The top-level entry points generate_imf, generate_imf_years and save_imf are also re-exported directly on the gcmprocpy namespace.

gcmprocpy.imfgen.core.generate_imf(start=None, end=None, source='omni', window=10, cache_dir=None, bcwind_path=None, download=True, verbose=False)[source]

Generate an IMF xarray.Dataset.

Parameters:

start (date-like or None) – Inclusive bounds (YYYY-MM-DD, YYYYDDD, ISO, or datetime). For omni they default to 1982-01-01 and yesterday. For bcwind they optionally filter the file (default: the file’s full span).
end (date-like or None) – Inclusive bounds (YYYY-MM-DD, YYYYDDD, ISO, or datetime). For omni they default to 1982-01-01 and yesterday. For bcwind they optionally filter the file (default: the file’s full span).
source ({"omni", "bcwind"}) – OMNI 1-minute ASCII (default) or a BCWIND HDF5 file.
window (int) – Trailing-average window in minutes for the OMNI pipeline (default 10). Ignored for bcwind (raw pass-through).
cache_dir (str or None) – Directory holding / receiving omni_min<year>.asc files (OMNI only).
bcwind_path (str or None) – Path to the BCWIND HDF5 file (required when source="bcwind").
download (bool) – Fetch missing OMNI year files over FTP (default True).
verbose (bool) – Print progress.

Returns:

Use imfgen.save_imf() to write it to NetCDF.

Return type:

xarray.Dataset

gcmprocpy.imfgen.core.generate_imf_years(start=None, end=None, window=10, cache_dir=None, download=True, verbose=False)[source]

Yield one OMNI Dataset per calendar year in [start, end].

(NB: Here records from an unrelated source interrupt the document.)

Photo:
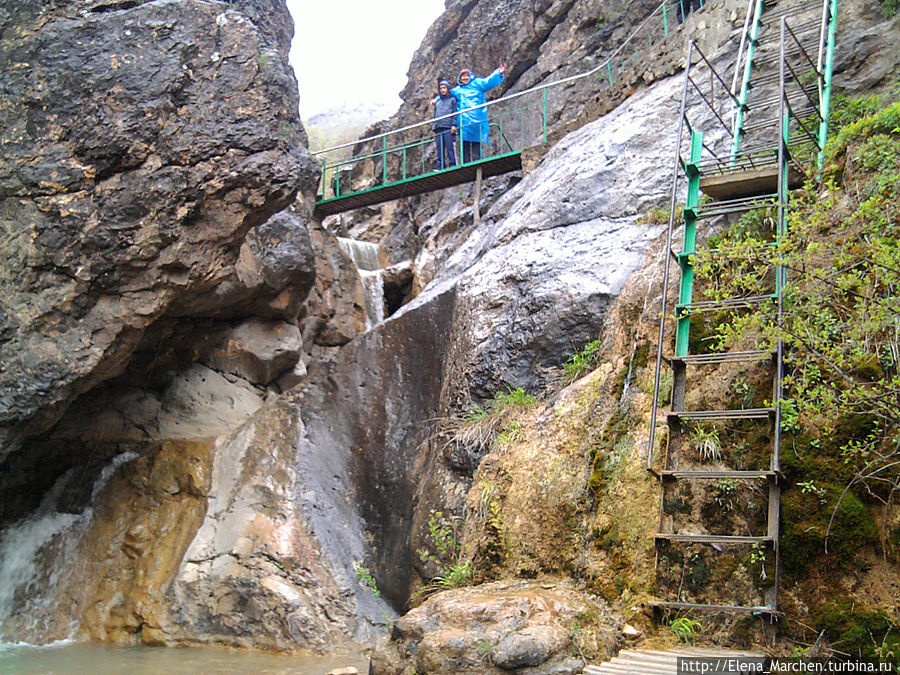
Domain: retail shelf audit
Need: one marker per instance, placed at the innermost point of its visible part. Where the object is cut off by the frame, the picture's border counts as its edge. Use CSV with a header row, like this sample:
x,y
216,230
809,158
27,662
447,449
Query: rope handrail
x,y
508,97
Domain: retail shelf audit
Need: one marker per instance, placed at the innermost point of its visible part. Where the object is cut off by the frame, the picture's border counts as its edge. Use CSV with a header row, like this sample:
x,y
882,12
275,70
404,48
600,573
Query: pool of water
x,y
95,658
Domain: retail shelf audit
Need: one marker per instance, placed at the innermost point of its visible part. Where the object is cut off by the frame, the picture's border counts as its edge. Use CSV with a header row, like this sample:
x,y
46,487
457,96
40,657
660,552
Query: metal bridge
x,y
778,103
398,163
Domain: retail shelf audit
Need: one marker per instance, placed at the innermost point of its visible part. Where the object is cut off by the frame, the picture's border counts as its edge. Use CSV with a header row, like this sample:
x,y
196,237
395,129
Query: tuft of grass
x,y
365,578
583,360
707,443
686,629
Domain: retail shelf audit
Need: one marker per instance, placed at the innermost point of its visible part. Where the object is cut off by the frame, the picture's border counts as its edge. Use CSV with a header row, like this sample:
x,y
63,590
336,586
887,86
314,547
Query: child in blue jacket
x,y
445,129
473,124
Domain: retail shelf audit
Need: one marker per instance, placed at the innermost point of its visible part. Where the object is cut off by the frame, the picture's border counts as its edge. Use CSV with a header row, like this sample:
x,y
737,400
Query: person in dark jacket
x,y
473,125
445,129
685,7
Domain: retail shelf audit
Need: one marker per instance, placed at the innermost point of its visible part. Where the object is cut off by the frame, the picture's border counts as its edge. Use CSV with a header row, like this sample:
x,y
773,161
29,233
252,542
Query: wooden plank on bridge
x,y
430,182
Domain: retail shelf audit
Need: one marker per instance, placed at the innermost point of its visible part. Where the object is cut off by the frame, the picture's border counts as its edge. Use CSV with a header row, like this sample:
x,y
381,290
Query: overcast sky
x,y
349,51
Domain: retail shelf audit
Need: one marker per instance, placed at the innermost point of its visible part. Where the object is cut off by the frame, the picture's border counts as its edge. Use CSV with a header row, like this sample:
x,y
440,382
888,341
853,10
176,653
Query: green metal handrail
x,y
404,154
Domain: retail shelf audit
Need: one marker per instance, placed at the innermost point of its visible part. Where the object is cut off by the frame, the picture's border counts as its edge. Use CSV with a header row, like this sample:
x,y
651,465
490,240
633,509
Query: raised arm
x,y
493,80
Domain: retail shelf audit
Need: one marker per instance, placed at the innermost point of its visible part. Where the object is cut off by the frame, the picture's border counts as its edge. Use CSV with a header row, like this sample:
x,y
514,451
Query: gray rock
x,y
167,130
257,350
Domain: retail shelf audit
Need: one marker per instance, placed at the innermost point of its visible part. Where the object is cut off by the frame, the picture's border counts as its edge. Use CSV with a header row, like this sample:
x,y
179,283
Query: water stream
x,y
367,258
34,550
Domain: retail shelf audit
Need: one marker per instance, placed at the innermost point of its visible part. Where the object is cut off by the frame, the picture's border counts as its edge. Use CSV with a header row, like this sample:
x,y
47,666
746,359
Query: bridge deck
x,y
492,166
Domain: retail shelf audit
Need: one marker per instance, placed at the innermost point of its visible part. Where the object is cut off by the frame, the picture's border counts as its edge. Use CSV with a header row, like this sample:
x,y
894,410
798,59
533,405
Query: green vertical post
x,y
545,114
827,69
745,84
522,129
686,289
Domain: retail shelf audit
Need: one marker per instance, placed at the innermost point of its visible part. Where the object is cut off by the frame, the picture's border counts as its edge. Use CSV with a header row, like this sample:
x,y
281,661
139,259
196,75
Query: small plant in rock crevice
x,y
706,443
447,549
365,578
686,629
583,360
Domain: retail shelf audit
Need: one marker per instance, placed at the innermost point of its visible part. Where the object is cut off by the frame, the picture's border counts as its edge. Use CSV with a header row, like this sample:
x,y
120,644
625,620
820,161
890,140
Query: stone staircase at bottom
x,y
653,662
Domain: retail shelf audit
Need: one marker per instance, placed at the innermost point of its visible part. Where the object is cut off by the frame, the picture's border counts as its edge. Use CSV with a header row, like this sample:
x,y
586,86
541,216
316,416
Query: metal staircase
x,y
778,104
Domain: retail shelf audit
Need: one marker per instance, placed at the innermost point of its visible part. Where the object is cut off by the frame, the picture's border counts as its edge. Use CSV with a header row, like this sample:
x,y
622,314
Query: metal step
x,y
791,9
772,122
675,474
711,539
723,357
728,303
721,207
805,92
766,79
746,413
800,27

Each year is generated independently (its own within-year interpolation), so the per-year files reproduce the legacy imf_OMNI_YYYY001-YYYYddd.nc files exactly. This is what imfgen --split-years writes. (BCWIND files are a single span and are not split.)

gcmprocpy.imfgen.dataset.save_imf(ds, output_dir='.', prefix=None, path=None)[source]

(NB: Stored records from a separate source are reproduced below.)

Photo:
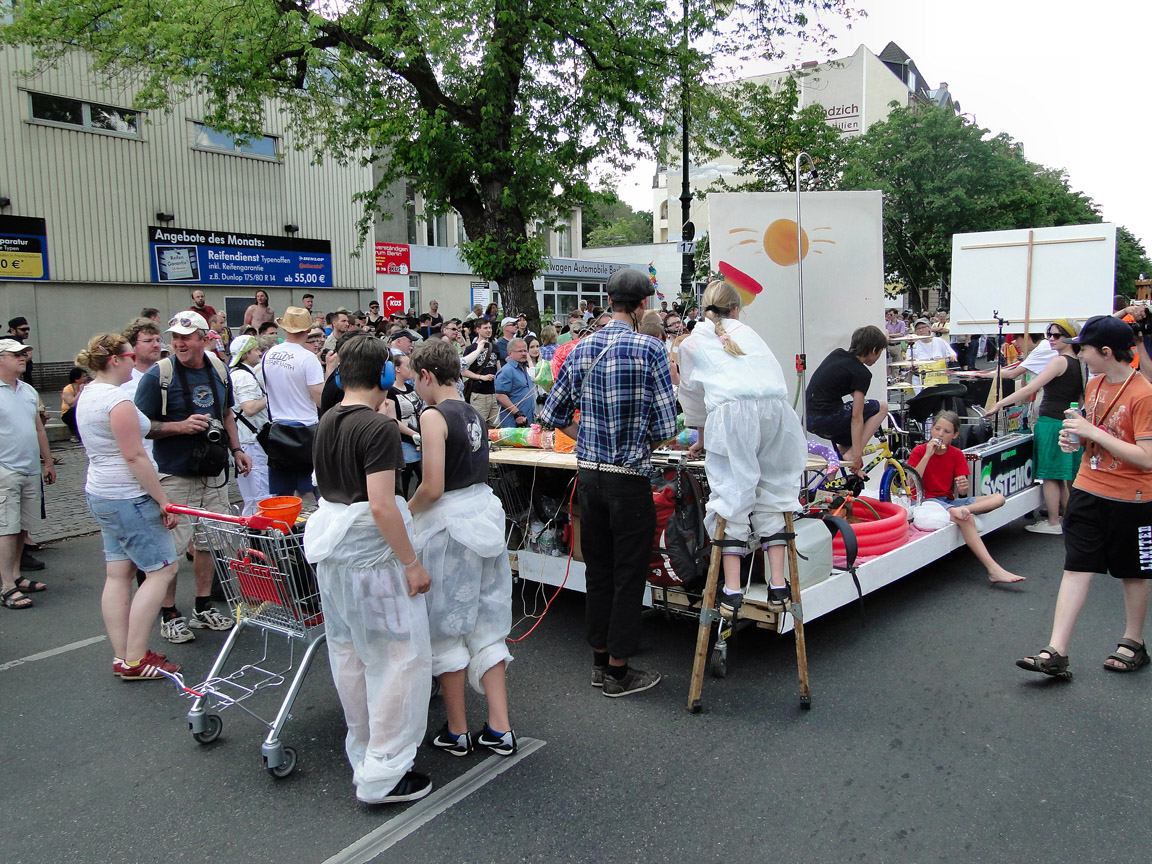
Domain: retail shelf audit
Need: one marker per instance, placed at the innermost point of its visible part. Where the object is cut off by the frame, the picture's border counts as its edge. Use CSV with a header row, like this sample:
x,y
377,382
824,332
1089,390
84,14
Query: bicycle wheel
x,y
908,493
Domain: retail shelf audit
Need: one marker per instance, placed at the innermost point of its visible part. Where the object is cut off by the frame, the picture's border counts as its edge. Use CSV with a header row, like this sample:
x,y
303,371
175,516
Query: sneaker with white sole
x,y
633,682
453,744
149,668
175,630
412,786
499,744
211,619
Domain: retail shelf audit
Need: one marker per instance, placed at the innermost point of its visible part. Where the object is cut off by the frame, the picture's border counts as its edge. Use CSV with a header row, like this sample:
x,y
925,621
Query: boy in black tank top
x,y
460,525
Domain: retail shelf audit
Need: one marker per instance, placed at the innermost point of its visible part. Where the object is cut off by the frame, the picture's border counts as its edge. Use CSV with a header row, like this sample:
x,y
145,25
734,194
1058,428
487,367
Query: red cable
x,y
571,548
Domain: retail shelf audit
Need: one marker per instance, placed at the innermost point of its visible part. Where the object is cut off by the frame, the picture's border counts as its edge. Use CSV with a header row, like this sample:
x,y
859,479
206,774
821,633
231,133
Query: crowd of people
x,y
384,422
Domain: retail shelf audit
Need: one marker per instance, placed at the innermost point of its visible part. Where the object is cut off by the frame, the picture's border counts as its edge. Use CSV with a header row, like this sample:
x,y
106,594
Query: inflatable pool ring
x,y
873,536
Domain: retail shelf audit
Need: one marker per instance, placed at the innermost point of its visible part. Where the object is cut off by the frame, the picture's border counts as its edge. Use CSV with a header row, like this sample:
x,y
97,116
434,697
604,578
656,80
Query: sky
x,y
1067,80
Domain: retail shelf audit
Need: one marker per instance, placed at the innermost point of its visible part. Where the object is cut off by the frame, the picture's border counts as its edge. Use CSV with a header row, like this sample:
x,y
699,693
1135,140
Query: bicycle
x,y
899,484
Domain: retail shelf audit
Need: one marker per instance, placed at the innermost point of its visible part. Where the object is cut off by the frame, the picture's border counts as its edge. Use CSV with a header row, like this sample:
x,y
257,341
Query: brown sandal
x,y
1054,664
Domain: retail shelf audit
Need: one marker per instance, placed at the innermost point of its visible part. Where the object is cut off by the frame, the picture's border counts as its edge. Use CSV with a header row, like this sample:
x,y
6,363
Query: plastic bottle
x,y
1073,411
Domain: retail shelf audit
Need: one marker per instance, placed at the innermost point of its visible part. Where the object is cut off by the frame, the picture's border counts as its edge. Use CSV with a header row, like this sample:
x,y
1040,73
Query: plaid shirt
x,y
626,402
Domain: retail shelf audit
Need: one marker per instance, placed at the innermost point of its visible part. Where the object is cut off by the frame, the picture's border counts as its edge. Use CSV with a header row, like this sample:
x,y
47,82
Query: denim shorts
x,y
133,530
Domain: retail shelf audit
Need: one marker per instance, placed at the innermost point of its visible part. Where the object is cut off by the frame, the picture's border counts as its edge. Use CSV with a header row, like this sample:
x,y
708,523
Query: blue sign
x,y
23,249
202,257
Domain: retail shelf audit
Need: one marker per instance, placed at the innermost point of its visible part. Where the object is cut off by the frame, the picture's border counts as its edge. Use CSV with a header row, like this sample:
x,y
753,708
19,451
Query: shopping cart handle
x,y
256,522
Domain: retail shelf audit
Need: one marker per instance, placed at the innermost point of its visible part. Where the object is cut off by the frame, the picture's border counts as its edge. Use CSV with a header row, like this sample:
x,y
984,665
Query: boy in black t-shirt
x,y
460,531
848,425
371,584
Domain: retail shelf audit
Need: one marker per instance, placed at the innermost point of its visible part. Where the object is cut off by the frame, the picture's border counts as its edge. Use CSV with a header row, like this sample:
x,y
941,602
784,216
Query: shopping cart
x,y
271,588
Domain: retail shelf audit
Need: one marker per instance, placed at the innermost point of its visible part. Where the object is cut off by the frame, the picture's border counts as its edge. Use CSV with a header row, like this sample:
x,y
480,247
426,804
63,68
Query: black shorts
x,y
1105,536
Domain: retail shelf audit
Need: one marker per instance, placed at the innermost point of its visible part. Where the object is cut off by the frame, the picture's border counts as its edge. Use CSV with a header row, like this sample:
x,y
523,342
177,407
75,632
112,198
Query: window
x,y
209,138
85,115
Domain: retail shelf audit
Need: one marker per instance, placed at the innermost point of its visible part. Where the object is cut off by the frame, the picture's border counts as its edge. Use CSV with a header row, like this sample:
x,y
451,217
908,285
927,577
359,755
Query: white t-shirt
x,y
247,387
289,370
108,475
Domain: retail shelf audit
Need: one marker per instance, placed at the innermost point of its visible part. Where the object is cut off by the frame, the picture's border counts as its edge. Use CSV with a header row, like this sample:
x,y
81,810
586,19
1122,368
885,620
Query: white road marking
x,y
52,652
424,811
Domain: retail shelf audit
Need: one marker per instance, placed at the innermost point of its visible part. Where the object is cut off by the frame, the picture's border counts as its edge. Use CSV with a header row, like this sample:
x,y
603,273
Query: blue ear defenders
x,y
387,376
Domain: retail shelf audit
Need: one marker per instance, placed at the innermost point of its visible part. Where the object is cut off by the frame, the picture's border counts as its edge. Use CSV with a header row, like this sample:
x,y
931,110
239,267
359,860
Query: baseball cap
x,y
1103,331
10,346
187,323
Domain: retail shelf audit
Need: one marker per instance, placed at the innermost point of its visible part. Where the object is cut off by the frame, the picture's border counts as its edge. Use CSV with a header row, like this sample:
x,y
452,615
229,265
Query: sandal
x,y
729,604
1054,664
1128,664
779,598
15,603
30,586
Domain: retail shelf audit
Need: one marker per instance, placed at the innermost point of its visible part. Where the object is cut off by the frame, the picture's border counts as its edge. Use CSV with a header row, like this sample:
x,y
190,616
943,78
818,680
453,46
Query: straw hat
x,y
295,319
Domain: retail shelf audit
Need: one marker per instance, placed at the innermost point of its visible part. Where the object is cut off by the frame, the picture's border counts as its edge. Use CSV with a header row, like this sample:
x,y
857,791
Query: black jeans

Write ds to NetCDF and return the path written.

path overrides the auto-generated <prefix>_<beg>-<end>.nc name. (For per-year output, generate each year with imfgen.generate_imf_years() and call this once per dataset – see imfgen --split-years.)

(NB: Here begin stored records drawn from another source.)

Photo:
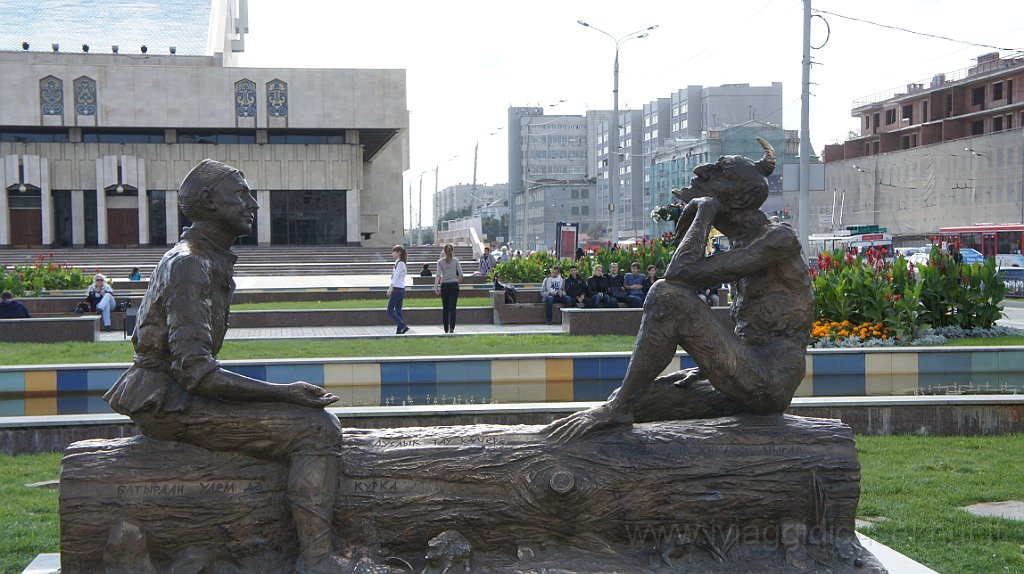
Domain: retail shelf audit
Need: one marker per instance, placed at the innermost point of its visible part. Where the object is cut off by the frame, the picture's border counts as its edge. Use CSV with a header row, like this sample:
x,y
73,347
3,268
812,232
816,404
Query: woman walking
x,y
446,283
396,291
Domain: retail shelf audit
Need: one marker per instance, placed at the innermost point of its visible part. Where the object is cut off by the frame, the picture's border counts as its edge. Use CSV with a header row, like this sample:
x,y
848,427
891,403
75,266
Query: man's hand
x,y
586,422
305,394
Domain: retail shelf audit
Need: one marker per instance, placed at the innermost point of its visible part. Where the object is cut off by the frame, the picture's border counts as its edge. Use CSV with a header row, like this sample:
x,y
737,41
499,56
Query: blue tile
x,y
12,382
394,382
940,369
100,380
422,382
291,372
587,380
839,374
72,382
470,380
612,373
12,407
96,405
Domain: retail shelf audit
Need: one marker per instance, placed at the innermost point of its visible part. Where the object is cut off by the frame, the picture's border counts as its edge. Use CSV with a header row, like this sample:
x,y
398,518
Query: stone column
x,y
171,214
4,209
45,203
263,233
143,205
78,218
4,218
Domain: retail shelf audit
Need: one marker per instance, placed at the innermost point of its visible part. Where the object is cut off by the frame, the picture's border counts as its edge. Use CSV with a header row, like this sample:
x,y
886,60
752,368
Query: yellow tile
x,y
532,381
41,382
559,387
806,388
504,381
366,384
879,373
904,373
338,380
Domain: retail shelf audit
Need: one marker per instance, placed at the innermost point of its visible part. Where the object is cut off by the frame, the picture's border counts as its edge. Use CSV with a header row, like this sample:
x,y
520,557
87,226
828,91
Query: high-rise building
x,y
941,151
111,118
548,175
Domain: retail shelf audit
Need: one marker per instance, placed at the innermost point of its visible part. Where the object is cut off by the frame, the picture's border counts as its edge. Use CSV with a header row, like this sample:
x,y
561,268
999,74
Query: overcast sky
x,y
467,61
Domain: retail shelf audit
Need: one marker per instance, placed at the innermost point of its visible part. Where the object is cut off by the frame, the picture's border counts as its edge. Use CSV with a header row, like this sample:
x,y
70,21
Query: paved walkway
x,y
366,332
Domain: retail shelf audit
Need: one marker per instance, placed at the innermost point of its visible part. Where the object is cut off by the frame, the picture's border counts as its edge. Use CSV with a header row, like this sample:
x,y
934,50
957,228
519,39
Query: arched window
x,y
276,98
85,96
51,95
245,98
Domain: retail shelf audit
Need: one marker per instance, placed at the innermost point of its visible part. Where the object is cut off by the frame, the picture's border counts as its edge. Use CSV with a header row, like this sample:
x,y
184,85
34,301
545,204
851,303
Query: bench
x,y
50,328
466,280
528,309
351,317
608,321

gcmprocpy.imfgen.dataset.build_dataset(processed, dates, timestamps, source='omni', source_path=None)[source]

Build the IMF xarray.Dataset.

processed maps each channel in CHANNELS to (values, mask). dates is the YYYYDDD.frac float array; timestamps the ISO strings.

gcmprocpy.imfgen.dataset.imf_filename(ds, prefix=None)[source]: <prefix>_<begYYYYDDD>-<endYYYYDDD>.nc from the dataset’s bounds.